The Importance of Moral Education has an importance in this novel, because exploration of the novel’s larger moral questions takes place within the perspective of children, the education of children is necessarily involved in the development of all of the novel’s themes. In a sense, the plot of the story charts Scout’s moral education, and the theme of how children are educated—how they are taught to move from innocence to adulthood—recurs throughout the novel (at the end of the book, Scout even says that she has learned practically everything except algebra). This theme is explored most powerfully through the relationship between Atticus and his children, as he devotes himself to instilling a social conscience in Jem and Scout.
As is true of To Kill a Mockingbird’s other moral themes, the novel’s conclusion about education is that the most important lessons are those of consideration and understanding, and that a sympathetic, understanding approach is the best way to teach these lessons. In this way, Atticus’s ability to put himself in his children’s shoes makes him an excellent teacher; while Miss Caroline’s rigid commitment to the educational techniques that she learned in college makes her ineffective and even dangerous.

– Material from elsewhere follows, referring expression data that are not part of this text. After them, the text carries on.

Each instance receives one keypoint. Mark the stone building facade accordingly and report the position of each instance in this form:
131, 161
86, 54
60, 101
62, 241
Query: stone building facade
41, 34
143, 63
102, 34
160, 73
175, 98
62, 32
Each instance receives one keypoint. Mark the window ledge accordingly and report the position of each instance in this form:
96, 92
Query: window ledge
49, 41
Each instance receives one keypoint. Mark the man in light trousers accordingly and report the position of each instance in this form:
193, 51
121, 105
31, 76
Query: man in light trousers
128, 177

Mockingbirds, the title of To Kill a Mockingbird has very little literal connection to the plot, but it carries a great deal of symbolic weight in the book. In this story of innocents destroyed by evil, the “mockingbird” comes to represent the idea of innocence. Thus, to kill a mockingbird is to destroy innocence. Throughout the book, a number of characters (Jem, Tom Robinson, Dill, Boo Radley, Mr. Raymond) can be identified as mockingbirds—innocents who have been injured or destroyed through contact with evil. This connection between the novel’s title and its main theme is made explicit several times in the novel: after Tom Robinson is shot, Mr. Underwood compares his death to “the senseless slaughter of songbirds,” and at the end of the book Scout thinks that hurting Boo Radley would be like “shootin’ a mockingbird.”

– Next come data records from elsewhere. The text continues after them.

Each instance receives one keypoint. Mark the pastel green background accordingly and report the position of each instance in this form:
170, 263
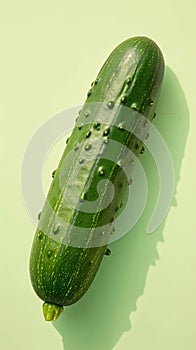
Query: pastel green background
143, 297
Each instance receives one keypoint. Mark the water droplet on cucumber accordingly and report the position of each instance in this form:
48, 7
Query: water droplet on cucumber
134, 106
121, 126
56, 229
88, 134
97, 125
89, 93
76, 146
106, 132
40, 235
80, 126
87, 147
123, 99
101, 171
53, 173
128, 81
110, 104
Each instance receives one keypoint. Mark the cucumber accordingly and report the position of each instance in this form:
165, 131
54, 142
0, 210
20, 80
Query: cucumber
69, 242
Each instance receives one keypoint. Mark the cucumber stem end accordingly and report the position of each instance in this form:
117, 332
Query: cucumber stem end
51, 311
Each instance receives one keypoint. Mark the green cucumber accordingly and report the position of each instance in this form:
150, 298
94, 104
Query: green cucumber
64, 260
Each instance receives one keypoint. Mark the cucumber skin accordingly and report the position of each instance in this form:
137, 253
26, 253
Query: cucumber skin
61, 274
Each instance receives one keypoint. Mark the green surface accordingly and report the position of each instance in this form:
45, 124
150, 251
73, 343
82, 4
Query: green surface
144, 294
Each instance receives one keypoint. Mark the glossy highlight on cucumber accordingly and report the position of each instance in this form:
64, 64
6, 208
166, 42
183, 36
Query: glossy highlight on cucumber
61, 271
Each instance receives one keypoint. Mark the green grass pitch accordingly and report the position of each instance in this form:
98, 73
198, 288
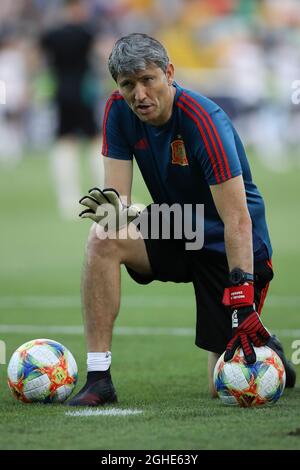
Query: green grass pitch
156, 366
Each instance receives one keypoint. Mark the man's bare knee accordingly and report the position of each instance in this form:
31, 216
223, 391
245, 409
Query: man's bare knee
99, 245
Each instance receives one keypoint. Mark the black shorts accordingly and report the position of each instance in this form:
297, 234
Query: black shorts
208, 271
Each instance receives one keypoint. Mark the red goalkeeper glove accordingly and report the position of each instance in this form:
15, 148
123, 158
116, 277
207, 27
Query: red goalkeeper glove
247, 328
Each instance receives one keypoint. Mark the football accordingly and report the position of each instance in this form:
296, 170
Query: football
261, 383
42, 370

Most important, Miss Maudie explains to Scout: “Mockingbirds don’t do one thing but . . . sing their hearts out for us. That’s why it’s a sin to kill a mockingbird.” That Jem and Scout’s last name is Finch (another type of small bird) indicates that they are particularly vulnerable in the racist world of Maycomb, which often treats the fragile innocence of childhood harshly.
Boo Radley, is one of the center in this novel why? Because the children’s are changing attitude toward Boo Radley, it is an important measurement of their development from innocence toward a adult moral perspective. At the beginning of the book, Boo is merely a source of childhood superstition. As he leaves Jem and Scout presents and fixes Jem’s pants, he gradually become increasingly and fascinatingly real to them. At the end of the novel, he becomes fully human to Scout, illustrating that she has developed into a sympathetic and understanding individual. Boo, an intelligent child ruined by a cruel father, is one of the book’s most important mockingbirds; he is also an important symbol of the good that exists within people. Despite the pain that Boo has suffered, the purity of his heart rules his interaction with the children. In saving Jem and Scout from Bob Ewell, Boo proves the ultimate symbol of good.

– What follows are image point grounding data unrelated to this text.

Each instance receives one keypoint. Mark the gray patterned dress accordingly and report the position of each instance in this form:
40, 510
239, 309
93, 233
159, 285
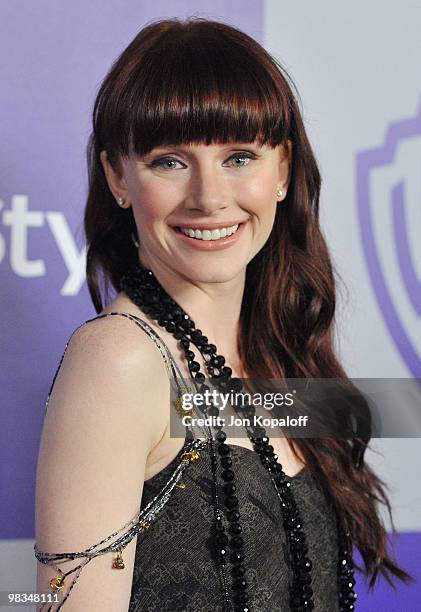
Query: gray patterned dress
174, 570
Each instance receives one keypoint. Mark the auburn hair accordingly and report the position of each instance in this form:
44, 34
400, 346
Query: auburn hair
203, 81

To Kill a Mockingbird is an evil that destroyed one personality. Everyone needs to know what is evil and how it comes in to a person. Everyone needs to know how God make good to all his children. You will become good by trusting yourself that you are a good person. All of us know how to become bad or good. But can we just stay in to the right hand, the good? It is your choice, no matter how bad you are, you have a good heart that listens to everybody.